The roster, at least from a position-player standpoint, looks much the same as it did in 2017. And coming off a third straight trip to the penultimate round of baseball's postseason — and the World Series hangover that defined the first half of last season — Maddon will surely look to give his players rest where he can. Being able to plug in Happ all over the field helps in that effort.
Happ has actually been an oft-mentioned name this offseason, and not necessarily for what folks are expecting from him in 2018 and beyond. Instead, Happ has been a frequent subject of trade speculation. As of this writing, the Cubs have yet to acquire a top-of-the-line starting pitcher to replace Jake Arrieta, and the suggestion that a young position player — be it Happ, Kyle Schwarber, Javy Baez or Addison Russell — could be moved for a pitcher has been common.

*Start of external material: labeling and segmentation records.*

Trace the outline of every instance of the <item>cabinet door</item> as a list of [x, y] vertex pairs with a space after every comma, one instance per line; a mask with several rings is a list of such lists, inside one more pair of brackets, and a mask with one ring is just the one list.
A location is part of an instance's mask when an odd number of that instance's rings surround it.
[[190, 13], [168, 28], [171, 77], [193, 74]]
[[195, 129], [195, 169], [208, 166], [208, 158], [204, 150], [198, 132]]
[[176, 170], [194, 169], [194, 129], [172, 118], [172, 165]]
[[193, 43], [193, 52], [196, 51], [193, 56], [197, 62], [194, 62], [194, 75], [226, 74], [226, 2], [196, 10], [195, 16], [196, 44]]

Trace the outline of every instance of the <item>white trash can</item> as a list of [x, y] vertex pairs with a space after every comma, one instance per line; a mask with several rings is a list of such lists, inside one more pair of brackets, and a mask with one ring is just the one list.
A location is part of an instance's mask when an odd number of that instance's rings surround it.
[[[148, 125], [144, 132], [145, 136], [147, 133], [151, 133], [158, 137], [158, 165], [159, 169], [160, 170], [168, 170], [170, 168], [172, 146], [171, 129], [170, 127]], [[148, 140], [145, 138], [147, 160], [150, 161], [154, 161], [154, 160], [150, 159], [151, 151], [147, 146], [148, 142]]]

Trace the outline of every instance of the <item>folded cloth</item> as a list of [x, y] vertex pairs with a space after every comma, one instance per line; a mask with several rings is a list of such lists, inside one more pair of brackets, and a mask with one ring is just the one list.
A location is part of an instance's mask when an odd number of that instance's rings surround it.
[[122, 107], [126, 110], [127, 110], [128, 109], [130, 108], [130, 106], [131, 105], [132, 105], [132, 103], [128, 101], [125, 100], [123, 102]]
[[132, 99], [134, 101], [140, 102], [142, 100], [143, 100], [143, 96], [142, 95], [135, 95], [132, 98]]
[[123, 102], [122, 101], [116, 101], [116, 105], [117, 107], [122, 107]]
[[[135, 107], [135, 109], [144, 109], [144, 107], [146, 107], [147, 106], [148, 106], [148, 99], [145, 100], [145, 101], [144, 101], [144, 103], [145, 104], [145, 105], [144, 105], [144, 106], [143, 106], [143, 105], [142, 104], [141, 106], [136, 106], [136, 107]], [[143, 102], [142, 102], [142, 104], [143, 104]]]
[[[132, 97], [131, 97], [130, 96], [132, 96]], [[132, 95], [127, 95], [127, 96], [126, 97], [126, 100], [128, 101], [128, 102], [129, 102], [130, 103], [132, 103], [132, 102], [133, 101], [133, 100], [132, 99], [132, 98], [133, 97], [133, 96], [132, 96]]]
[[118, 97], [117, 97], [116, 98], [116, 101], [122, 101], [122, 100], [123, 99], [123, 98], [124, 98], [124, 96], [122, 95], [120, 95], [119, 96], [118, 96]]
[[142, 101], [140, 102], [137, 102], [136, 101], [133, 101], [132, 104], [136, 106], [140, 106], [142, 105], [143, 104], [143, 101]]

Unsurprisingly, none of that chatter has affected Happ and he's ready to go with the rest of the Cubs' current roster.
"All of the media speculation, it's part of the deal, it's part of the gig," Happ said. "For me, I'm excited with the guys we've brought in and excited for what they'll put on the field this year."
But whether it's part of his motivation or not, if 2017's performance proved that Happ belonged at the big league level, then what he does in 2018 could go a long way in proving to outsiders that he belongs in the "untouchable" category and nowhere near future trade speculation.